CHARLESTON, S.C. — A federal judge says that both the Georgia Ports Authority and a South Carolina agency overseeing activities in the Savannah River may take part in a $650 million lawsuit challenging the deepening of the river shipping channel.
But U.S. District Judge Richard Gergel also denied a motion Tuesday to expand the lawsuit to deal with what South Carolina environmental laws pertain to the project.
So the case will center on the original complaint that the work needs a South Carolina pollution permit.
Environmental groups in both South Carolina and Georgia say the project will dredge toxic cadmium from river silt and put it on the South Carolina side of the river.
In addition to the Ports Authority, the judge is allowing South Carolina’s Savannah River Maritime Commission to participate.
Environmental groups in both Georgia and South Carolina originally sued the U.S. Army Corps of Engineers, saying the deepening work needs a permit under South Carolina’s Pollution Control Act.
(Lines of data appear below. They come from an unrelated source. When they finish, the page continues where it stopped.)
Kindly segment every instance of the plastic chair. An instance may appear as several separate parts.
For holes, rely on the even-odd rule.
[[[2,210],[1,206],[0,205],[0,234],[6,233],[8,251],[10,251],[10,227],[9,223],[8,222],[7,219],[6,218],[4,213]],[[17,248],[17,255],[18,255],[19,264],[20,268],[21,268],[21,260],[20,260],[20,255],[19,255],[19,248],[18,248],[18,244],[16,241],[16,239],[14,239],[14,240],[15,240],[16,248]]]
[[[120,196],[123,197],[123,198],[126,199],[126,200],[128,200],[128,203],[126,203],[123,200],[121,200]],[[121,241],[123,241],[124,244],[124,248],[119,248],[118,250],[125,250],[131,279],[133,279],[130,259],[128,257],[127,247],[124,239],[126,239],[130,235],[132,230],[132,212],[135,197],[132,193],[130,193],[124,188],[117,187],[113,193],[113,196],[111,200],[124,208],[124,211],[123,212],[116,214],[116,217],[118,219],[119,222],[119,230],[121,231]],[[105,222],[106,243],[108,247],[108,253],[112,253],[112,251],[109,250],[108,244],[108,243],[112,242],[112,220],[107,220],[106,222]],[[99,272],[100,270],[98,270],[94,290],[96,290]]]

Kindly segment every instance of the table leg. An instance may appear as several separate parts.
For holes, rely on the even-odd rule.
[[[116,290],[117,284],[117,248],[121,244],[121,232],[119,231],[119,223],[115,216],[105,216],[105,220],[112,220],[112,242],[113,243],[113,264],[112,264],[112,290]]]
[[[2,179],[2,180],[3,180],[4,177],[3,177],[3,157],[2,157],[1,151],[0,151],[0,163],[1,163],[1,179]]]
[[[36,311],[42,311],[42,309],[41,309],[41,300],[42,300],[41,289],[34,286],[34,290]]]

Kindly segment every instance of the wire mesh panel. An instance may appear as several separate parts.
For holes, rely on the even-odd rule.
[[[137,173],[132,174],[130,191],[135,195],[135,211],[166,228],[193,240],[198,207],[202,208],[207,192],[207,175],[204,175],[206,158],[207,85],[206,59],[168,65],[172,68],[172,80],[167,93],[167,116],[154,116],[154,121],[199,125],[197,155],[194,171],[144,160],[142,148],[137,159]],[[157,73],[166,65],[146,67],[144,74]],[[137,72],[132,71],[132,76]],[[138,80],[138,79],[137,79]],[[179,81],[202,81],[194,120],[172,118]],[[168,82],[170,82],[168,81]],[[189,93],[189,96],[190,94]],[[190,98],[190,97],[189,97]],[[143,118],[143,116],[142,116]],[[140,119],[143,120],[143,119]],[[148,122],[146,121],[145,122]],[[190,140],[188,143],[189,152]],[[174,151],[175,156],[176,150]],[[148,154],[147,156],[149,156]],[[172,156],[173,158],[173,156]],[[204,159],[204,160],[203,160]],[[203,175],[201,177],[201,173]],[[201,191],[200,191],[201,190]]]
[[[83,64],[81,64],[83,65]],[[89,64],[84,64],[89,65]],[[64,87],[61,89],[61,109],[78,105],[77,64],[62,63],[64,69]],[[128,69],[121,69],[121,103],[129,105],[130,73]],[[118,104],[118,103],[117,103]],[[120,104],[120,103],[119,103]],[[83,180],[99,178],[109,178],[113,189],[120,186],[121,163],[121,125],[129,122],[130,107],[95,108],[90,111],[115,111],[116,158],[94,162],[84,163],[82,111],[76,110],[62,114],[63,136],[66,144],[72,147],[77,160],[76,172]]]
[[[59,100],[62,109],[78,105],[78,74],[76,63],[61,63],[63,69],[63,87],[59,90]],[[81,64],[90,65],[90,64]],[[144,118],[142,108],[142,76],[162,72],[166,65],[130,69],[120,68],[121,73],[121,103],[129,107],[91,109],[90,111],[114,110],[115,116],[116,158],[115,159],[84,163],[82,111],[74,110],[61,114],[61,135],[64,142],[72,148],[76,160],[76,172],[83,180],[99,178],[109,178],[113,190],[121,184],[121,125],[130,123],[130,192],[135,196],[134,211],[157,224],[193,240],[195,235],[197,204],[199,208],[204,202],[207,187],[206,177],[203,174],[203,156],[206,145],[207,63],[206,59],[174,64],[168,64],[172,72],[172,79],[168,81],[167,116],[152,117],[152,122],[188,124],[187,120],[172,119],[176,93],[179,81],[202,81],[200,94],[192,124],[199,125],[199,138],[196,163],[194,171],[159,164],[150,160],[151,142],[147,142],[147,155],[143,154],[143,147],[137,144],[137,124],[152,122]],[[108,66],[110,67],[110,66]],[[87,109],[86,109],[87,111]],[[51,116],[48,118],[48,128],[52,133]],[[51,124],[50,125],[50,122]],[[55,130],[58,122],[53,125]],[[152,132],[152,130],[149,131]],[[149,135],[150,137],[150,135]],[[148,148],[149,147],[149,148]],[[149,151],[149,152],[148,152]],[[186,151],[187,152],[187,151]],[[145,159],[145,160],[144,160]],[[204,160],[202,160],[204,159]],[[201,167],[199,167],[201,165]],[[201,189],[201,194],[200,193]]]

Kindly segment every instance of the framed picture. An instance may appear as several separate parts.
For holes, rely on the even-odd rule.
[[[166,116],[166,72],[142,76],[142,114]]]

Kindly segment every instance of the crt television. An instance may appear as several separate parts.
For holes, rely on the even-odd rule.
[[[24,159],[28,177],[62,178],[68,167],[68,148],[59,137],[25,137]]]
The plaintiffs last week then asked the judge to consider the wider issue of whether all South Carolina environmental law applies.
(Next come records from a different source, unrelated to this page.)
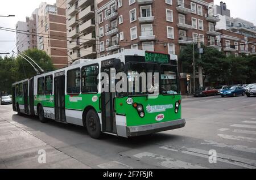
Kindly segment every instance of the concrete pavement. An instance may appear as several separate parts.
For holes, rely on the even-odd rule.
[[[0,106],[0,168],[256,168],[256,97],[191,97],[182,105],[183,128],[101,140]]]

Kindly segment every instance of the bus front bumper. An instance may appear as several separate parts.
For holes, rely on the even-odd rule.
[[[185,126],[185,119],[138,126],[127,127],[127,136],[137,136],[155,132],[181,128]]]

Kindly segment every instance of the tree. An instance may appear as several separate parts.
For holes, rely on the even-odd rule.
[[[44,51],[32,49],[28,49],[23,53],[35,61],[43,70],[50,71],[55,69],[51,57]],[[26,78],[30,78],[36,75],[36,72],[31,65],[20,56],[17,57],[16,63],[16,75],[18,75],[16,80],[18,81]],[[33,63],[32,64],[35,67],[37,67]]]

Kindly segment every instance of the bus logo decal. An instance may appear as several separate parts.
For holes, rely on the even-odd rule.
[[[156,117],[155,117],[155,120],[157,121],[161,121],[164,118],[164,114],[160,114],[156,115]]]
[[[159,105],[151,106],[148,105],[146,107],[147,112],[148,113],[164,112],[167,109],[172,109],[174,106],[172,104]]]

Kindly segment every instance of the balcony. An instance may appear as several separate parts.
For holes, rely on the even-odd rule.
[[[75,15],[79,11],[78,6],[76,5],[73,5],[72,7],[70,7],[68,8],[68,11],[67,14],[69,16],[73,16]]]
[[[237,49],[236,49],[236,46],[230,45],[229,46],[227,46],[224,48],[223,50],[224,52],[235,52],[237,51]]]
[[[80,49],[81,57],[82,58],[86,59],[90,57],[95,56],[96,50],[93,46],[90,46],[85,49]]]
[[[95,28],[95,21],[94,19],[90,19],[79,26],[80,32],[92,31]]]
[[[119,49],[120,45],[118,44],[117,41],[110,42],[109,46],[106,48],[107,52],[113,51]]]
[[[176,9],[179,12],[185,14],[191,14],[193,12],[193,11],[191,10],[191,7],[190,5],[185,4],[180,4],[177,5]]]
[[[80,39],[79,41],[81,44],[84,44],[86,43],[92,43],[93,42],[94,42],[96,40],[95,33],[92,32],[84,36],[80,36]]]
[[[220,19],[218,19],[217,16],[210,15],[209,14],[207,14],[205,19],[208,22],[212,23],[217,23],[220,21]]]
[[[84,7],[93,4],[93,0],[79,0],[79,7]]]
[[[152,30],[144,31],[141,32],[141,36],[139,37],[141,41],[155,40],[155,35],[154,35],[154,32]]]
[[[188,30],[193,29],[193,26],[191,24],[191,22],[179,19],[177,25],[179,29]]]
[[[220,35],[221,33],[220,32],[215,31],[214,29],[209,29],[209,31],[207,32],[207,35],[215,36]]]
[[[84,10],[79,12],[79,20],[82,19],[89,19],[93,18],[94,16],[94,11],[92,8],[91,6],[89,6],[85,8]]]
[[[193,40],[191,37],[188,37],[187,36],[183,36],[180,37],[178,41],[179,44],[189,44],[193,43]]]
[[[104,18],[104,20],[112,21],[114,19],[117,19],[118,15],[117,11],[114,10],[114,11],[111,11],[111,12],[109,12],[108,16]]]
[[[139,5],[152,4],[153,0],[137,0],[137,3]]]
[[[74,29],[68,33],[68,35],[69,37],[72,38],[77,37],[79,36],[79,31],[77,29],[75,28]]]
[[[112,30],[106,32],[105,35],[106,36],[113,36],[116,35],[118,32],[118,28],[117,28],[117,27],[113,27],[112,29]]]
[[[67,22],[67,26],[68,27],[73,27],[77,24],[78,24],[79,21],[76,19],[76,17],[74,16],[73,18],[69,19],[68,21]]]

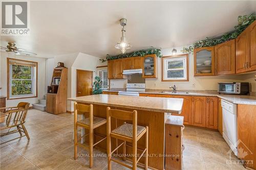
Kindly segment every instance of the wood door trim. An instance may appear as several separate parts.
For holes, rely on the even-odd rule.
[[[77,97],[77,93],[78,93],[78,82],[77,82],[77,80],[78,80],[77,79],[77,72],[78,71],[88,71],[88,72],[92,72],[92,82],[93,82],[93,71],[91,71],[91,70],[84,70],[84,69],[76,69],[76,96]],[[92,88],[93,87],[93,83],[92,83]]]

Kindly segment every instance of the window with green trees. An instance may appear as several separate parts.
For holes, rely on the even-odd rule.
[[[36,94],[37,63],[9,60],[9,97],[31,97]]]

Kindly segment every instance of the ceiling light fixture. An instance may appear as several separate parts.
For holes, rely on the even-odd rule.
[[[121,37],[121,41],[115,45],[115,47],[117,49],[119,49],[122,52],[122,54],[125,53],[127,49],[130,49],[132,47],[131,45],[127,42],[126,40],[126,37],[125,37],[125,30],[124,30],[124,26],[126,25],[127,20],[125,18],[122,18],[120,20],[120,25],[123,26],[122,29],[122,36]]]
[[[173,56],[176,55],[177,53],[177,50],[175,48],[173,48],[172,51],[172,53],[173,53]]]

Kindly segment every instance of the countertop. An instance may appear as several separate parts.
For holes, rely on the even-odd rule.
[[[114,88],[110,90],[104,90],[104,91],[118,92],[118,91],[125,90],[123,88]],[[179,95],[194,95],[194,96],[206,96],[218,97],[229,102],[236,104],[252,105],[256,105],[256,96],[248,95],[237,94],[219,94],[216,90],[179,90],[181,92],[188,92],[188,93],[161,93],[161,91],[170,91],[164,89],[146,89],[145,91],[140,92],[140,93],[144,94],[170,94]]]
[[[180,114],[183,99],[96,94],[69,98],[68,101],[135,110]]]

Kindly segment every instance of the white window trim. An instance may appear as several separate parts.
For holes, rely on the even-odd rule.
[[[15,99],[19,98],[25,98],[36,96],[36,67],[31,67],[31,79],[12,79],[12,64],[10,64],[9,66],[9,94],[10,99]],[[32,91],[32,94],[19,94],[19,95],[12,95],[12,83],[13,80],[31,80],[31,89]]]
[[[188,55],[178,55],[177,57],[166,57],[163,58],[162,60],[162,66],[163,66],[163,74],[162,76],[162,81],[188,81],[188,66],[187,65],[188,61]],[[182,60],[183,63],[183,68],[172,68],[168,69],[168,62],[169,61],[181,61]],[[183,78],[168,78],[167,77],[167,71],[168,70],[183,70],[183,75],[184,76]]]
[[[99,71],[106,71],[106,75],[108,76],[108,69],[99,69],[98,70],[98,76],[99,77]],[[102,88],[102,85],[103,85],[103,80],[102,80],[102,84],[101,86],[101,89],[103,90],[108,89],[109,88],[109,80],[108,79],[107,79],[107,82],[108,82],[108,87],[107,88]]]

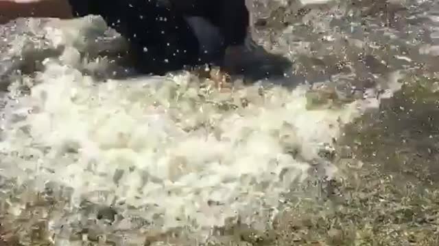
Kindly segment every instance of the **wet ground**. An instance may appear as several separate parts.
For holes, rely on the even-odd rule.
[[[338,172],[331,180],[322,180],[318,174],[317,179],[296,184],[300,192],[285,191],[276,208],[278,214],[263,221],[265,226],[257,223],[249,226],[235,219],[212,230],[208,241],[219,245],[437,245],[439,67],[436,60],[439,55],[439,5],[432,1],[410,0],[306,5],[292,1],[267,2],[264,5],[261,0],[254,6],[253,38],[269,52],[289,58],[292,69],[286,77],[269,79],[266,83],[280,83],[288,90],[308,83],[309,111],[327,110],[331,113],[332,109],[364,98],[377,99],[379,105],[343,125],[341,134],[332,139],[326,151],[318,153],[321,158],[307,159],[303,150],[292,150],[298,152],[293,154],[295,159],[304,159],[316,169],[325,161],[334,165]],[[5,32],[2,35],[7,38],[34,37],[35,31],[26,28],[23,32],[29,37],[23,33],[15,36],[16,31],[10,29],[0,31]],[[40,29],[32,28],[36,32]],[[0,69],[5,71],[5,89],[8,82],[17,77],[25,81],[23,74],[38,70],[43,59],[41,55],[58,55],[44,51],[57,52],[45,48],[49,44],[42,40],[28,42],[40,46],[29,49],[24,55],[5,55],[8,49],[3,49],[0,56],[4,65]],[[119,46],[108,40],[103,40],[101,44]],[[7,46],[23,43],[7,39],[2,42]],[[89,70],[82,72],[95,72],[98,78],[113,69],[105,66],[101,72],[98,66],[86,68]],[[21,73],[14,71],[16,68],[21,68]],[[114,70],[120,72],[119,68]],[[23,84],[20,85],[25,90]],[[254,102],[252,100],[249,101]],[[233,108],[235,105],[222,106]],[[267,106],[268,110],[272,107]],[[228,110],[221,113],[226,114]],[[314,118],[309,115],[311,122]],[[72,245],[97,244],[99,240],[102,245],[197,243],[190,228],[154,232],[145,230],[147,226],[143,223],[147,221],[140,218],[134,222],[133,219],[132,228],[115,230],[104,221],[113,219],[117,209],[102,204],[81,205],[81,213],[95,215],[97,222],[90,218],[84,222],[83,218],[82,223],[69,229],[51,230],[45,219],[47,215],[64,218],[60,219],[72,217],[60,216],[59,212],[70,202],[64,199],[68,189],[61,194],[47,190],[32,193],[14,182],[0,180],[2,195],[9,197],[0,204],[3,241],[0,241],[0,245],[47,245],[52,238],[58,238],[59,245],[68,245],[69,240],[77,242]],[[26,198],[23,198],[23,193]],[[21,200],[27,201],[22,205],[27,212],[14,214],[11,204],[21,204]],[[87,217],[91,217],[84,215]],[[93,223],[99,226],[91,226]],[[50,234],[53,231],[58,232],[56,236]],[[127,237],[126,241],[121,235]]]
The lawsuit was brought by the Southern Environmental Law Center on behalf of the Augusta-based Savannah Riverkeeper, as well as the South Carolina Coastal Conservation League and the South Carolina Wildlife Federation.
Maritime interests say the river deepening is needed so the Georgia ports can handle the larger container ships that will routinely be calling when the Panama Canal is expanded in 2014.